Old tailor’s heartwarming odyssey fills out ‘Last Suit’

Miguel Angel Sola and Angela Molina in ‘The Last Suit.’

BY CATE MARQUIS, SPECIAL TO THE JEWISH LIGHT

Abraham Bursztein (Miguel Ángel Solá) is clearly feeling bossed around by his children in the Buenos Aires home he’s lived in for 50 years. The Polish-born retired tailor is miffed when his favorite great-granddaughter, Micaela (Pilar Alegre Alonso) refuses to join in for a family photo. But his family, busily packing boxes, refuses to help persuade her. 

Gruffly, he barges out to the house’s courtyard and tries bluffing the stubborn girl, threatening to throw her out of his house if she doesn’t comply. 

“But it isn’t even your house any more, Zayde,” she counters. 

It’s true. Abraham’s family has decided, for his own good, that it is time for Zayde to move to a retirement home. They have picked one out, sold his house and now they are dividing up his possessions. What’s more, doctors want to amputate his bad right leg, which will put Abraham in a wheelchair. 

The old tailor is no longer in charge of his own life, or so it seems. When his longtime maid Paulina (Norma Argentina) finds a suit hanging in a garment bag at the back of a closet, Abraham gets an idea. He sends everyone away so he can be alone in his home for a last night. By morning, he has vanished, taking the suit with him, with plans to deliver it to the person who paid for it, in Poland, in 1945.

“The Last Suit” is a film that charms and amuses and then reaches into our hearts. It starts out like a delightful road picture, in which Abraham sets off on an adventure to the past. The journey takes him across the Atlantic to Spain, France, Germany and finally Poland, where Abraham’s goal is to find the childhood friend who saved his life and to whom he promised a suit. 

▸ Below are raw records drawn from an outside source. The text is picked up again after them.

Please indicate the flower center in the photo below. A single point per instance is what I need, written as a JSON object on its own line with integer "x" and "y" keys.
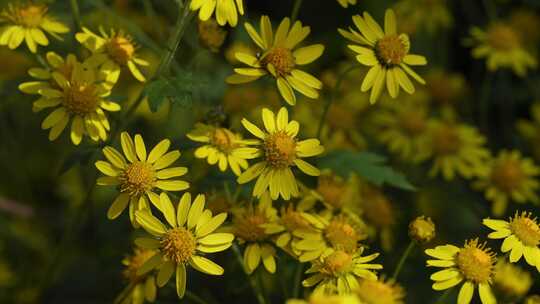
{"x": 331, "y": 189}
{"x": 134, "y": 262}
{"x": 342, "y": 235}
{"x": 80, "y": 99}
{"x": 413, "y": 122}
{"x": 281, "y": 59}
{"x": 223, "y": 139}
{"x": 279, "y": 149}
{"x": 120, "y": 49}
{"x": 336, "y": 263}
{"x": 29, "y": 15}
{"x": 446, "y": 140}
{"x": 377, "y": 292}
{"x": 137, "y": 178}
{"x": 178, "y": 245}
{"x": 507, "y": 175}
{"x": 503, "y": 37}
{"x": 391, "y": 49}
{"x": 526, "y": 229}
{"x": 248, "y": 227}
{"x": 475, "y": 262}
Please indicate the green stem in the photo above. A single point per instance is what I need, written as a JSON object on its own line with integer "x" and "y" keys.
{"x": 195, "y": 298}
{"x": 402, "y": 260}
{"x": 76, "y": 14}
{"x": 252, "y": 281}
{"x": 296, "y": 9}
{"x": 297, "y": 280}
{"x": 340, "y": 79}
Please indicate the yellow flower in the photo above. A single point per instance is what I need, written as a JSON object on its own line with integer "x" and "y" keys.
{"x": 511, "y": 280}
{"x": 221, "y": 147}
{"x": 280, "y": 151}
{"x": 138, "y": 175}
{"x": 521, "y": 236}
{"x": 28, "y": 22}
{"x": 187, "y": 235}
{"x": 428, "y": 15}
{"x": 327, "y": 232}
{"x": 379, "y": 292}
{"x": 77, "y": 94}
{"x": 337, "y": 271}
{"x": 456, "y": 149}
{"x": 226, "y": 10}
{"x": 279, "y": 57}
{"x": 248, "y": 227}
{"x": 386, "y": 53}
{"x": 502, "y": 47}
{"x": 510, "y": 177}
{"x": 473, "y": 263}
{"x": 112, "y": 51}
{"x": 145, "y": 285}
{"x": 345, "y": 3}
{"x": 402, "y": 127}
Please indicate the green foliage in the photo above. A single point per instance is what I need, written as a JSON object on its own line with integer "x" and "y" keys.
{"x": 367, "y": 165}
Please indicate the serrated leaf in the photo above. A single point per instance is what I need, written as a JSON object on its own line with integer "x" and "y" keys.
{"x": 368, "y": 165}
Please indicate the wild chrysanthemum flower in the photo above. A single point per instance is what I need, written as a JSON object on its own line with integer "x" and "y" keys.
{"x": 280, "y": 150}
{"x": 248, "y": 227}
{"x": 502, "y": 47}
{"x": 402, "y": 127}
{"x": 386, "y": 52}
{"x": 221, "y": 146}
{"x": 428, "y": 15}
{"x": 138, "y": 175}
{"x": 188, "y": 234}
{"x": 144, "y": 285}
{"x": 226, "y": 10}
{"x": 512, "y": 281}
{"x": 337, "y": 271}
{"x": 327, "y": 232}
{"x": 111, "y": 52}
{"x": 77, "y": 95}
{"x": 279, "y": 57}
{"x": 346, "y": 3}
{"x": 473, "y": 263}
{"x": 456, "y": 149}
{"x": 27, "y": 22}
{"x": 510, "y": 177}
{"x": 521, "y": 236}
{"x": 379, "y": 292}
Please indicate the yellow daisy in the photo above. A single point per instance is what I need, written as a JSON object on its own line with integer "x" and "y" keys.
{"x": 279, "y": 57}
{"x": 138, "y": 175}
{"x": 379, "y": 292}
{"x": 76, "y": 93}
{"x": 27, "y": 22}
{"x": 386, "y": 53}
{"x": 521, "y": 236}
{"x": 226, "y": 10}
{"x": 502, "y": 47}
{"x": 346, "y": 3}
{"x": 510, "y": 177}
{"x": 143, "y": 287}
{"x": 280, "y": 150}
{"x": 337, "y": 271}
{"x": 473, "y": 263}
{"x": 327, "y": 232}
{"x": 188, "y": 234}
{"x": 220, "y": 147}
{"x": 456, "y": 149}
{"x": 111, "y": 52}
{"x": 249, "y": 228}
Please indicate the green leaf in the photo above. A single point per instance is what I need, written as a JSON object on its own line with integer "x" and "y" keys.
{"x": 367, "y": 165}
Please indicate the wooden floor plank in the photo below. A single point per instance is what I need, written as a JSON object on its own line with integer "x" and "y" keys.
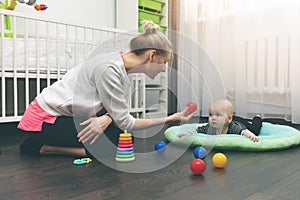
{"x": 248, "y": 175}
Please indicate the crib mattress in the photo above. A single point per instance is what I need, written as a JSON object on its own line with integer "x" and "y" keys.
{"x": 49, "y": 54}
{"x": 271, "y": 137}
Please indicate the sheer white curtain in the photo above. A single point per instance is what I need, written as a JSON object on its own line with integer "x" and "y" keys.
{"x": 253, "y": 46}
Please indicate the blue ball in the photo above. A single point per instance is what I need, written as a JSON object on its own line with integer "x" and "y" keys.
{"x": 160, "y": 146}
{"x": 200, "y": 152}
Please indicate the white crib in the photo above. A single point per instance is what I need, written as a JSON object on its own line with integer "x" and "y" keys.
{"x": 40, "y": 52}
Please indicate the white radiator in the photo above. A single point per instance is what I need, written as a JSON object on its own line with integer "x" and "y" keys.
{"x": 267, "y": 64}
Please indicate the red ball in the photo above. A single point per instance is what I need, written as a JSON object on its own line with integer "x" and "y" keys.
{"x": 192, "y": 106}
{"x": 197, "y": 166}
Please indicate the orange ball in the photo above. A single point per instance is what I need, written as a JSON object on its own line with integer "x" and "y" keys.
{"x": 219, "y": 160}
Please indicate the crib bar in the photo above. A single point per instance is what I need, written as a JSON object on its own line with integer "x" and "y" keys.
{"x": 57, "y": 53}
{"x": 47, "y": 53}
{"x": 27, "y": 100}
{"x": 40, "y": 52}
{"x": 15, "y": 89}
{"x": 3, "y": 68}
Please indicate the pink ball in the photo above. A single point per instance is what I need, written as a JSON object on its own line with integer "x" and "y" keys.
{"x": 197, "y": 166}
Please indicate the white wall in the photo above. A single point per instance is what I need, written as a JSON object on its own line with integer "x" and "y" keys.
{"x": 93, "y": 12}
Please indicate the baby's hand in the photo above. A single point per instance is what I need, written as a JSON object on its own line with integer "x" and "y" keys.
{"x": 180, "y": 135}
{"x": 250, "y": 135}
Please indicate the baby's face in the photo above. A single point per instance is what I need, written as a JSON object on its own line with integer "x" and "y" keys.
{"x": 218, "y": 118}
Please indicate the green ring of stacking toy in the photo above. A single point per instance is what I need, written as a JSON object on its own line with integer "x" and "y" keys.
{"x": 124, "y": 155}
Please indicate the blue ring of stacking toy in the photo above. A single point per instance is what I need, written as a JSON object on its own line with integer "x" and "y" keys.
{"x": 271, "y": 137}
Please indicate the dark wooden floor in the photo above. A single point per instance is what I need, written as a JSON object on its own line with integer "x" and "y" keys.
{"x": 248, "y": 175}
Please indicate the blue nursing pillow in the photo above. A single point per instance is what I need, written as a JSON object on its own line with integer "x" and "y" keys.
{"x": 271, "y": 137}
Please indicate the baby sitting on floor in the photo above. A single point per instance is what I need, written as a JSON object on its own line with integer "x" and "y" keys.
{"x": 220, "y": 121}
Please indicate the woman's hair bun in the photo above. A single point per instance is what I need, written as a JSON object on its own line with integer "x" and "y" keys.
{"x": 149, "y": 26}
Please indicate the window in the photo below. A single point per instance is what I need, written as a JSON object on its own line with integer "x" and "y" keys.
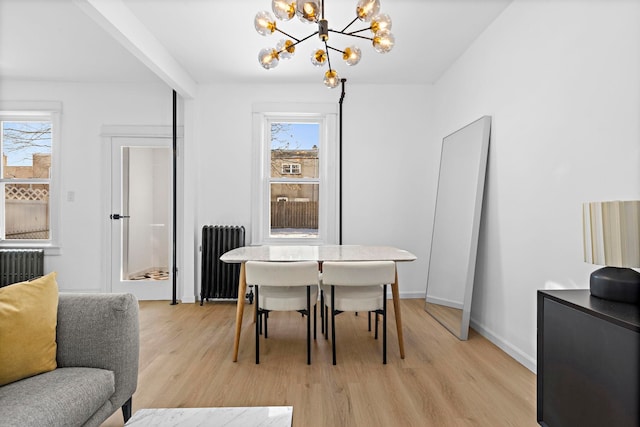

Starting on a rather comic note, the film gradually transforms into a moving tale of memory and human connections, as Abraham overcomes a series of mishaps and his own emotional obstacles, a transformation made seamless by a fine cast and strong direction.

Solá shines as Abraham, a nattily dressed and delightfully charming old rascal. The wily tailor is resourceful, but things sometimes go awry. In his travels, he encounters several people who help him along the way: a young musician, a jaded Spanish woman who runs a hotel, a  German traveler, a Polish nurse.

The film score features klezmer music, particularly delightful in an opening scene at a lively party in the past. The party scene turns out to be a childhood memory, and as Abraham travels across Europe, other memories return, ones less glowing than the party. The plot draws on elements from classic literature, even Shakespeare, but ultimately it rests on human connections. The power of human kindness becomes a running theme, one that follows Abraham to the film’s satisfying and touching ending.